Today we're going to dive a little deeper down the leader rabbit hole. Before we do so let's do a quick rehash on leaders and their purpose. In our first piece we
covered that at the most basic level, a leader is a piece of fishing line designed to connect the thick, colored fly line to a fly.
As you know, some fly designs are heavier than others, no fly will generally be heavy enough to create the kind of kinetic energy you need to pull the line out as happens with a spinning outfit. The weight of the fly line itself does that. In a proper cast, you generate that energy by forming a moving loop with the line in the air, with the rod aimed in the direction you want the line to go, and at the very end of the cast, that energy has been dispelled when the fly lands on the water.
In essence, While the heavier fly line provides the weight necessary to complete a fly cast, the leader serves as a thin, clear connecter to the fly to avoid spooking fish. It also allows for clean unfurling of the line at the end of each cast.
We're going to take a look at how leaders are built. This includes their overall construction, their diameter, typical materials, and the sections or components. We'll build on this in future articles on how these different characteristics are evaluated to pick the right leader for a fishing situation and / or a fly. So without further adieu...
Most leaders you'll find at the store are tapered in thickness from one end to the other. The thick end, or "butt section," is attached to the fly line and provides stiffness and strength to the top of the leader. The thinner end will attach to tippet and ensures a more delicate presentation of the fly.
For a smooth transition from fly line to leader, it is important that the butt section be the right size. Leaders with butt sections that are too small or too large a diameter will tend hinge, jerk, or fail to lay out smoothly. In general, leader butt diameter should be approximately two thirds the diameter of the tip of the fly line. For normal trout fishing, leader butts should be .019-.023".

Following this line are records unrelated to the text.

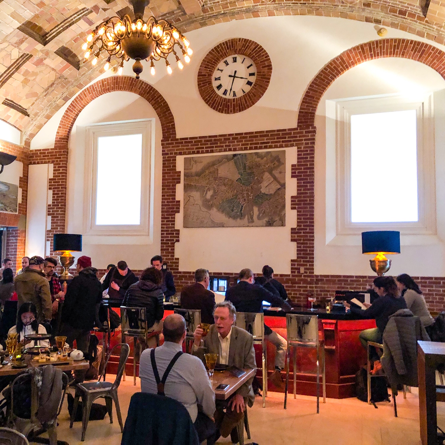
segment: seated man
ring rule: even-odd
[[[236,317],[233,305],[230,301],[218,303],[213,315],[214,324],[210,327],[206,337],[202,339],[200,328],[194,333],[192,353],[203,361],[206,353],[218,354],[218,363],[242,369],[256,369],[253,337],[247,331],[233,326]],[[217,431],[215,440],[220,435],[227,437],[230,434],[233,443],[239,441],[235,427],[244,417],[246,404],[251,406],[255,400],[252,388],[253,379],[253,377],[249,379],[227,400],[217,401],[215,424],[219,431]]]
[[[283,301],[278,292],[271,294],[260,286],[254,284],[253,273],[250,269],[243,269],[239,272],[239,283],[229,287],[226,292],[226,299],[231,301],[238,312],[262,312],[263,301],[268,301],[272,306],[282,308],[285,312],[290,311],[291,306]],[[284,368],[284,358],[287,343],[281,336],[264,325],[264,338],[276,347],[275,355],[275,371],[271,380],[275,386],[284,389],[281,371]]]
[[[186,320],[178,314],[168,316],[164,320],[162,333],[164,344],[155,349],[146,349],[141,355],[141,391],[150,394],[163,393],[162,395],[180,402],[190,414],[200,443],[206,439],[209,445],[213,444],[214,441],[209,438],[215,435],[212,420],[215,412],[215,394],[201,361],[182,353]],[[170,372],[165,376],[166,370],[172,364]],[[157,378],[154,368],[158,375]],[[158,381],[158,378],[163,380],[163,388],[158,386],[162,384]],[[202,407],[202,411],[198,411],[198,405]]]
[[[215,306],[215,294],[208,291],[210,279],[209,271],[197,269],[195,271],[194,284],[186,286],[181,292],[181,307],[182,309],[201,310],[201,321],[203,323],[213,324],[213,308]]]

The fly fishing tippet is the lightweight portion of material at the end of the leader that will be attached to the fly. Using the lightest, yet strongest, tippet possible without having the fish notice it is the key here. This is where you can keep the same leader section attached, but change your tippet size depending on the nature of the fishing you are doing and the situation at hand.
The X System
The ‘X’ rating system for fly fishing leader and tippet is confusing at first, but doesn’t need to be. I’d like to touch on this a bit to help relieve some of the confusion that many newcomers to fly fishing have with fly fishing leader and tippet material.
Manufacturers use a simple rating system, denoted by the ‘X’, that describes the breaking strength and diameter of the fly fishing leader and tippet material. The typical scale that these run on are a range from 03X down to 8X, with 03X being the thickest and strongest and 8X being the thinnest and lightest. So basically the ‘X’ size of leader determines how strong and how thick or thin the leader and tippet are.
Here’s a simple chart showing typical fly fishing leader and tippet sizes on the ‘X’ Rating scale:
Breaking Strength (lbs)
Recommended Fly Size
There are 2 main types of tippet that are categorized by the material used in each. The first is Monofilament, which is generalized by lower poundage, lower prices, and a diverse range of uses for most species. The second is Fluorocarbon, which is typically stronger, more expensive, and is reserved for occasions that require a more durable line.
Monofilament is the most commonly used in fly rigs. Think of it as the “go-to”, the fly line you use in every situation.
Quick note....take care not to leave monofilament out in direct sunlight as UV rays will deteriorate it. I would suggest that before each fishing trip, take a few moments to inspect your line for any kinks, knots, and cuts that seem to compromise the strength of the line. Even more surprisingly, much like humans tippet can even become bruised. This is usually when it takes a beating against rocks and turns the areas a foggy white.
As we have discussed, most leaders will be built with some type of taper. Both knotless and knotted leaders are heavier at the fly line connection and lighter or thinner at the fly or tippet end. The tapering of the leader allows the leader to slow gradually. The gradually thinning leader is slowed by the friction of the air it is passing through. As we mentioned earlier, the diameter of the tippet end is determined by the size of the fly attached. This is because larger flies require greater energy to carry them through the friction of the air. Small flies need less energy to lay out fully at the target. Below is a general breakdown of how a leader is tapered.
Butt section: A heavy part that ties to the fly line. (60%) The butt section is approximately two thirds the diameter of tip of fly line. (.020”-.025”)
Taper: A transition section that reduces size to tippet. (20%)
Tippet: A fine portion of leader that ties to fly. ( 20%) The tippet should be approximately 18" to 36” depending on water conditions. To accomplish this, additional tippet can be added after the leader is attached.
To wrap this up, many fly fishers take this information for granted. They reach into their bag and grab whatever leader they can find that's in reasonably fishable shape. They don't pay attention to the fact that they have swapped out 20 many flies that the tippet section is gone, and they now have a 3' leader that is nearly 4 times thicker in diameter than it should be. Next we'll be covering how you should evaluate the info from this article to select the right leader, and than how to maintain that leader in good fishable condition.